You also asked if at one time, the 1.5-mile tracks (I’m thinking the original ones – Atlanta, Lowe’s, Michigan… heck, I’ll throw Darlington in there) provided better racing. Well, up until the early ’80s, when NASCAR’s original Car of Tomorrow debuted (1981), we rarely saw more than three or four cars on the lead lap at the end of an event staged at a 1.5-miler.
Through the ’80s, ’90s and into this century, the standard car provided varied results on the intermediate tracks, the same as it did on the short tracks and road courses. I’ve always held fast to the belief that any race could be a thrilling, edge-of-your-seat duel or an absolute blowout (think Matt Kenseth when he led 415 laps at Bristol – Bristol of all places! – in the spoilered cars in 2005, before the repave).

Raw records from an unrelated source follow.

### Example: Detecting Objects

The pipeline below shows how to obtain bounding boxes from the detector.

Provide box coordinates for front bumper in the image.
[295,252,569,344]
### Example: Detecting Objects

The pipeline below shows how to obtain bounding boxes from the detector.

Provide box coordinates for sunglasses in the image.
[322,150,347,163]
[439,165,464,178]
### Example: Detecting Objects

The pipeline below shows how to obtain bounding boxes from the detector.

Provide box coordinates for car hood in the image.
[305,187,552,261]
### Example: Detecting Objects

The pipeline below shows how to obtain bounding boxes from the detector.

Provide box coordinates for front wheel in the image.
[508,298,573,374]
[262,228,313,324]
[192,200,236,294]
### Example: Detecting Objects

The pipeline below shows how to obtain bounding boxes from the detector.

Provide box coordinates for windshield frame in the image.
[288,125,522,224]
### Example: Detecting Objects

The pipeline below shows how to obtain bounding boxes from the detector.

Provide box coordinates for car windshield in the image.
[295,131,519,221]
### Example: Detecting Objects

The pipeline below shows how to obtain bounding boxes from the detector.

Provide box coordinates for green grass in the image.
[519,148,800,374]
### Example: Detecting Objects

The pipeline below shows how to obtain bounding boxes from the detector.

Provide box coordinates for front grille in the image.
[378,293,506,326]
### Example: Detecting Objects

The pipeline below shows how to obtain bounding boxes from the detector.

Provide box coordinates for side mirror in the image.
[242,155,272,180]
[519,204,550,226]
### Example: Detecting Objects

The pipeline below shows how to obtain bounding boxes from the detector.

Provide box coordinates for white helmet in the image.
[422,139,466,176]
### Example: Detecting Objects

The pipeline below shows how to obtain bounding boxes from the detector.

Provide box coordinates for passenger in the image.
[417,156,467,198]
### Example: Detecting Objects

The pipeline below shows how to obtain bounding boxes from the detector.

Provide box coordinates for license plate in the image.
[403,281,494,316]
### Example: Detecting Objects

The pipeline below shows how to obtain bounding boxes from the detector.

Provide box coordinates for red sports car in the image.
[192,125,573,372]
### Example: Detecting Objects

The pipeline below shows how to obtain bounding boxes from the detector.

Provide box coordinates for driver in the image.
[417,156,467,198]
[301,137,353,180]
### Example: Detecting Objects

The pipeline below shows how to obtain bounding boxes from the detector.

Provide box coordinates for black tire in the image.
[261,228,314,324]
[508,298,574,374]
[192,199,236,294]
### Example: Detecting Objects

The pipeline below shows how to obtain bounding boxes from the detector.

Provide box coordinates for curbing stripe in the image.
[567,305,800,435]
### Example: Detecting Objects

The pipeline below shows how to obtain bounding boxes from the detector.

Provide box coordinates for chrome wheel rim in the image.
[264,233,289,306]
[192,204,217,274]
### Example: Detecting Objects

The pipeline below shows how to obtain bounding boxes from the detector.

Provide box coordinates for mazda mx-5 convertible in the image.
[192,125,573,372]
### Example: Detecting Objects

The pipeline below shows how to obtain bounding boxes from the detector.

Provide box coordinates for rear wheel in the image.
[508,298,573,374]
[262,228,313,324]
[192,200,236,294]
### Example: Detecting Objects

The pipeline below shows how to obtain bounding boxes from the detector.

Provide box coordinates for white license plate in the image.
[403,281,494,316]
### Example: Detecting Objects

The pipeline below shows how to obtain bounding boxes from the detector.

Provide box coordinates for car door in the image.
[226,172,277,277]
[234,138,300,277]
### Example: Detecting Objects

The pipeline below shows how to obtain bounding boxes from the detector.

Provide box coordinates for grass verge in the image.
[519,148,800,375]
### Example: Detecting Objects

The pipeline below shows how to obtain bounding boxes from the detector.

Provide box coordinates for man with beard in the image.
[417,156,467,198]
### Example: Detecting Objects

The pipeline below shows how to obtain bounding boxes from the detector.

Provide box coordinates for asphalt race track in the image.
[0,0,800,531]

As with most anything in NASCAR, I think it’s a little of both – track and car. Much like the rulebook, there is very little that is black and white in the world of NASCAR.
Q: Hi Matt. My question is why would Hall of Fame Racing take Joey Logano out of the No. 96 car? Is this a directive of Joe Gibbs, or is HoF acting on its own? Logano got off to a bad start, but he’s only 18! Isn’t it best for them all to let him finish out the season there? – Calico99
A: Well, the Logano story was still breaking at the time of this article being penned, so the Whys, Whats, and Hows are still a bit sketchy. My take is that Hall of Fame Racing was getting more pub out of having Logano in the car than at any time since Terry Labonte fuel-mileaged it to a third-place finish at Infineon in 2006.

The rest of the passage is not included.